## **Off-Policy Evaluation (OPE) Methods in Reinforcement Learning**

References:
- [A Review of Off-Policy Evaluation in Reinforcement Learning - Masatoshi Uehara](https://arxiv.org/pdf/2212.06355)
- [discrete-off-policy-evaluation github implementation](https://github.com/theophilegervet/discrete-off-policy-evaluation)
- [Ch-9: Importance Sampling - Art Owen](https://artowen.su.domains/mc/Ch-var-is.pdf).
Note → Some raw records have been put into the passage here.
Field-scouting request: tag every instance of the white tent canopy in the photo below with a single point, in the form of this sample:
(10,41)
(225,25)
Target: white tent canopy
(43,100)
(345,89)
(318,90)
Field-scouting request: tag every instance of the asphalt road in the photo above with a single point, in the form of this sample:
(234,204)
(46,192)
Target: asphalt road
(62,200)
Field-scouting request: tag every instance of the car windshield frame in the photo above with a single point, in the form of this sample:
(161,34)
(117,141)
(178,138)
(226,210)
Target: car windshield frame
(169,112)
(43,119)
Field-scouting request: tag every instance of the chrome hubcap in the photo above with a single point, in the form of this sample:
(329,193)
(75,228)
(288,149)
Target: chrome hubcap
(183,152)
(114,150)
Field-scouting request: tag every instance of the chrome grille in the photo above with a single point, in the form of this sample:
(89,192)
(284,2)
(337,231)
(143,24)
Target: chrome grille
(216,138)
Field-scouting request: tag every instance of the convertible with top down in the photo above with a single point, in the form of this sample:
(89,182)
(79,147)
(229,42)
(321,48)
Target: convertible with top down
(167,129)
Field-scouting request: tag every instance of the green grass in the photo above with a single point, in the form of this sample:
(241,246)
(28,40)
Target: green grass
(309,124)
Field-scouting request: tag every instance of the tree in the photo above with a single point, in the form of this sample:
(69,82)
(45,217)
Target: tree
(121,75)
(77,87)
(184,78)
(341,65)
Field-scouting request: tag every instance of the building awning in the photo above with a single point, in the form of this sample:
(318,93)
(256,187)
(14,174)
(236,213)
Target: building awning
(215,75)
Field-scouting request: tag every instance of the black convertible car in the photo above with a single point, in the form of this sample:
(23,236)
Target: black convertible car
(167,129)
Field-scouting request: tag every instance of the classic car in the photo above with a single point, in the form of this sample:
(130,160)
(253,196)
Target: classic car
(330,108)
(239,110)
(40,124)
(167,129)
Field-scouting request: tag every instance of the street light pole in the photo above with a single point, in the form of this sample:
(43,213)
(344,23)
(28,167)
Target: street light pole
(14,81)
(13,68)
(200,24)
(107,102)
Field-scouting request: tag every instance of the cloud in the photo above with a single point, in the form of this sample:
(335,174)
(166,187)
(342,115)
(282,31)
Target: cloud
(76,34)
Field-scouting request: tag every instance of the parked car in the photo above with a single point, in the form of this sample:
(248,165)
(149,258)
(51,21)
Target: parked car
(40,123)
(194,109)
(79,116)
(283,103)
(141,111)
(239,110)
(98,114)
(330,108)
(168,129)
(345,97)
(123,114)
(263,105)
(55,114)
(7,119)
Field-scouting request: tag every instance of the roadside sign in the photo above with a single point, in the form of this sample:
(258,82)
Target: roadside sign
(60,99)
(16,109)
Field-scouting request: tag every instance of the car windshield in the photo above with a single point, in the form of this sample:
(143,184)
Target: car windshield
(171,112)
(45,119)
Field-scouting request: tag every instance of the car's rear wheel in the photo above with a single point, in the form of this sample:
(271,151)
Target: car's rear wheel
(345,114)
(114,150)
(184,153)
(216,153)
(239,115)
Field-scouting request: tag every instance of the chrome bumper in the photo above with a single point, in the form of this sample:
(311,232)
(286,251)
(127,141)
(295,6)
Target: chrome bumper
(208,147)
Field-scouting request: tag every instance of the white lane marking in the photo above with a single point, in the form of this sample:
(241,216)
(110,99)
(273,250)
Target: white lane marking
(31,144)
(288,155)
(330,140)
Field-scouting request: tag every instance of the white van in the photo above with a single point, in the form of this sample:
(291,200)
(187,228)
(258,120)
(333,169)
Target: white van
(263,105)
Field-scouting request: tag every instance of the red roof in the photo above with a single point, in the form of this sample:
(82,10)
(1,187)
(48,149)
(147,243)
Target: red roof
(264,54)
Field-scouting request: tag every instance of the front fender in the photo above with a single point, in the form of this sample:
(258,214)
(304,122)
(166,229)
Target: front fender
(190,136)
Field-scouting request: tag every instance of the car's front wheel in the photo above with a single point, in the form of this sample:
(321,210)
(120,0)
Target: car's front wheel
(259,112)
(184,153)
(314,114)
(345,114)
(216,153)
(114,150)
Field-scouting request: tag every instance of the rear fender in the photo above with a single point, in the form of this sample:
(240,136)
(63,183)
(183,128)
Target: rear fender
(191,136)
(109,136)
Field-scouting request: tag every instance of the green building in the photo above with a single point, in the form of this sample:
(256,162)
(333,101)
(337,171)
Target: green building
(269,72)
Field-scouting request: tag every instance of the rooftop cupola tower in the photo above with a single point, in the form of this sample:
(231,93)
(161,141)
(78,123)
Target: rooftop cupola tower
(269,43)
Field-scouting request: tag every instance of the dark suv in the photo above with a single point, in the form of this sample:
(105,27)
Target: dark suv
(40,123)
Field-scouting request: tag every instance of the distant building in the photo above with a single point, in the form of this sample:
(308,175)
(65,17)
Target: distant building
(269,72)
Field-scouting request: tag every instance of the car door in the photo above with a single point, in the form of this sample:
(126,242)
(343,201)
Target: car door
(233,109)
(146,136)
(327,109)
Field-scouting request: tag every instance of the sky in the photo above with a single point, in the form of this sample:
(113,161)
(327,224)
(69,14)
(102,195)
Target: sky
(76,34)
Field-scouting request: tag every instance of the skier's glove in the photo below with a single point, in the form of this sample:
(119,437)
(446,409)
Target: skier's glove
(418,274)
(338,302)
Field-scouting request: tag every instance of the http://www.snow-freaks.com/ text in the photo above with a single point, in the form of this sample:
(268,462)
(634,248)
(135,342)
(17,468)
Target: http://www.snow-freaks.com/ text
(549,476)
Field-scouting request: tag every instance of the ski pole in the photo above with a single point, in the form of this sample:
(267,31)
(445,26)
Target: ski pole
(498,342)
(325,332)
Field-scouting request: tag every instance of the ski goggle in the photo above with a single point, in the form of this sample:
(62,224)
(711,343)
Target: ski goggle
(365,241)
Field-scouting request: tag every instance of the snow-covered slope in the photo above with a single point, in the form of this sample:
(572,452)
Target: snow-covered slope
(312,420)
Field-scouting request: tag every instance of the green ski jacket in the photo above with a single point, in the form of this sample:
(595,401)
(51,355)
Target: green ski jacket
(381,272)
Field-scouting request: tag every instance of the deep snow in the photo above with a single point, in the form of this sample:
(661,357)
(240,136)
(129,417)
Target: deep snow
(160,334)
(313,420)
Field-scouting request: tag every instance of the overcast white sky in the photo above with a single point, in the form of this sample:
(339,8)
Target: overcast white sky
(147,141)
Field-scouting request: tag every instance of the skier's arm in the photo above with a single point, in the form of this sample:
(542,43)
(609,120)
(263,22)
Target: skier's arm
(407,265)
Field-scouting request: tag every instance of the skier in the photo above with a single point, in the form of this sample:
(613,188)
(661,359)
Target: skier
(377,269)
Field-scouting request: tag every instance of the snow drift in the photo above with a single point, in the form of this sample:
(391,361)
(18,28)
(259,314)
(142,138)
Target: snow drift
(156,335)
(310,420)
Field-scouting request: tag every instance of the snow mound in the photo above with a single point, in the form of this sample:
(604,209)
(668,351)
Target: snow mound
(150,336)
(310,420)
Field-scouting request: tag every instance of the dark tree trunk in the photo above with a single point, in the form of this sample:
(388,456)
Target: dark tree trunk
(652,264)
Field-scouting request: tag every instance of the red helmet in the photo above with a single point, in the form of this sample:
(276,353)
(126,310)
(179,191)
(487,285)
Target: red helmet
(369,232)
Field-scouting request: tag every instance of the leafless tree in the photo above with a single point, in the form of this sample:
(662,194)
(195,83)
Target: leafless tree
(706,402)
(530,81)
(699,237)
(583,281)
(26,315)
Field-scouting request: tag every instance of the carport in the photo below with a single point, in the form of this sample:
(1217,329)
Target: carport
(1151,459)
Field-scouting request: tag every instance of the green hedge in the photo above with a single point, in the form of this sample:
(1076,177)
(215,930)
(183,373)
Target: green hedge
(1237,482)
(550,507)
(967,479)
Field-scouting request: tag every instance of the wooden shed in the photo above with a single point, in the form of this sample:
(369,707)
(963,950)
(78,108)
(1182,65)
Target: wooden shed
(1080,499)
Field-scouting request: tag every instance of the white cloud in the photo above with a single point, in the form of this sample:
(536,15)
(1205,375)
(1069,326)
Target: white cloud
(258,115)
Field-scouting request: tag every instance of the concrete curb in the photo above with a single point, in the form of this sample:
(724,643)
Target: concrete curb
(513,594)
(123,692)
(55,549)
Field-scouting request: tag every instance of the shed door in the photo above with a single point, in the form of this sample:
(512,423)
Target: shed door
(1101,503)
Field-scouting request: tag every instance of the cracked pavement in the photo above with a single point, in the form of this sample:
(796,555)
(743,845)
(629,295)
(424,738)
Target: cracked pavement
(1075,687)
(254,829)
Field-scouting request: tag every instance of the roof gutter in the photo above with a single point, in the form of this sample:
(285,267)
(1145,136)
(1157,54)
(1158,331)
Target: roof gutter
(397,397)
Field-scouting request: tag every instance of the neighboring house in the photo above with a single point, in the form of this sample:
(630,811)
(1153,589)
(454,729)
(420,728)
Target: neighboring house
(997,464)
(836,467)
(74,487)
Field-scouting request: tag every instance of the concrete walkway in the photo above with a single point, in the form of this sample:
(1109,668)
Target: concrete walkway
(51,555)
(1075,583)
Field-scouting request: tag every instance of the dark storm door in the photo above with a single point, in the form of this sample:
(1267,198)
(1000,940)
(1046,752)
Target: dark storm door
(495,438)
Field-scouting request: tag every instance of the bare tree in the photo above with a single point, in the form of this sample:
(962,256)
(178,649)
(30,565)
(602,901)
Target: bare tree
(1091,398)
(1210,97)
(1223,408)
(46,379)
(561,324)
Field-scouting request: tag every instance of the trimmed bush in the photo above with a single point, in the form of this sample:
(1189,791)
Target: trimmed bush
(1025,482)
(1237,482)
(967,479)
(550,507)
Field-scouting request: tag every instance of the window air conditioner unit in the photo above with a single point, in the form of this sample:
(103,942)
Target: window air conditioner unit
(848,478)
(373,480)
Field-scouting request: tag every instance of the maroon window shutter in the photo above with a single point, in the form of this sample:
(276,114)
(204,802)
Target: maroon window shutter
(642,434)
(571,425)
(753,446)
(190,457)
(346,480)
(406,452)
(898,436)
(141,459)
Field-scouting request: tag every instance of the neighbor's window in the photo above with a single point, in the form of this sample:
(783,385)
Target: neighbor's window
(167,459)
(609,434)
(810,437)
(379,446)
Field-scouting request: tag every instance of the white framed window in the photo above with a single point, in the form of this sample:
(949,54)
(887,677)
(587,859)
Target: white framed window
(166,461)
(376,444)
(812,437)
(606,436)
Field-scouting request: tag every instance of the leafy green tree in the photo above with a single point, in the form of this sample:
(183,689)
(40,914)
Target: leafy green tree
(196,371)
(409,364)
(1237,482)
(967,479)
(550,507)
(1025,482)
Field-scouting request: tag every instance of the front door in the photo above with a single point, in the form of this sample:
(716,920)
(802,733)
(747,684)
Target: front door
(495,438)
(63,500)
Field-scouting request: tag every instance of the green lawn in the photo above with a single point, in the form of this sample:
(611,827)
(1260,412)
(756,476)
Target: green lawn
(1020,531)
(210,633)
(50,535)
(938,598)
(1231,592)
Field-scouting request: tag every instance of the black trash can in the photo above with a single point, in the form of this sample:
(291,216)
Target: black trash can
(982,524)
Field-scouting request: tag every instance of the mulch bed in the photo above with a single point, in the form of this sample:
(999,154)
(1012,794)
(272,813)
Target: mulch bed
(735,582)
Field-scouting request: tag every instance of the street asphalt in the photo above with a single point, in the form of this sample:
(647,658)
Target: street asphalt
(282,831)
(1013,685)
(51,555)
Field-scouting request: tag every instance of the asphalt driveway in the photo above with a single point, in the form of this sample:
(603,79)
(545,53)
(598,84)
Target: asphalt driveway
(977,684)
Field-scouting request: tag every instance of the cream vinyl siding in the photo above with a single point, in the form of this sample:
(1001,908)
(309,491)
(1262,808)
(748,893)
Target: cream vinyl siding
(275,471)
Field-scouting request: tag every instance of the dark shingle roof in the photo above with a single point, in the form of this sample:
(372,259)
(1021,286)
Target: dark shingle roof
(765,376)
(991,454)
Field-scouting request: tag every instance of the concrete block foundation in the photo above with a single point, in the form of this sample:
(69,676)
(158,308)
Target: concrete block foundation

The entire book is [Monte Carlo theory, methods and examples - Art Owen](https://artowen.su.domains/mc/)

In this notebook, we will implement 7 OPE methods:
- **IS**: Importance Sampling
- **WIS**: Weighted Importance Sampling
- **PDIS**: Per-Decision Importance Sampling
- **WPDIS**: Weighted Per-Decision Importance Sampling
- **FQE**: Fitted Q-Evaluation
- **DR**: Doubly Robust
- **WDR**: Weighted Doubly Robust

### **Core Problem and Notation**

**Goal:** We want to estimate the value (expected return) of a new evaluation policy ($\pi_e$) using data collected by an old behavior policy ($\pi_b$).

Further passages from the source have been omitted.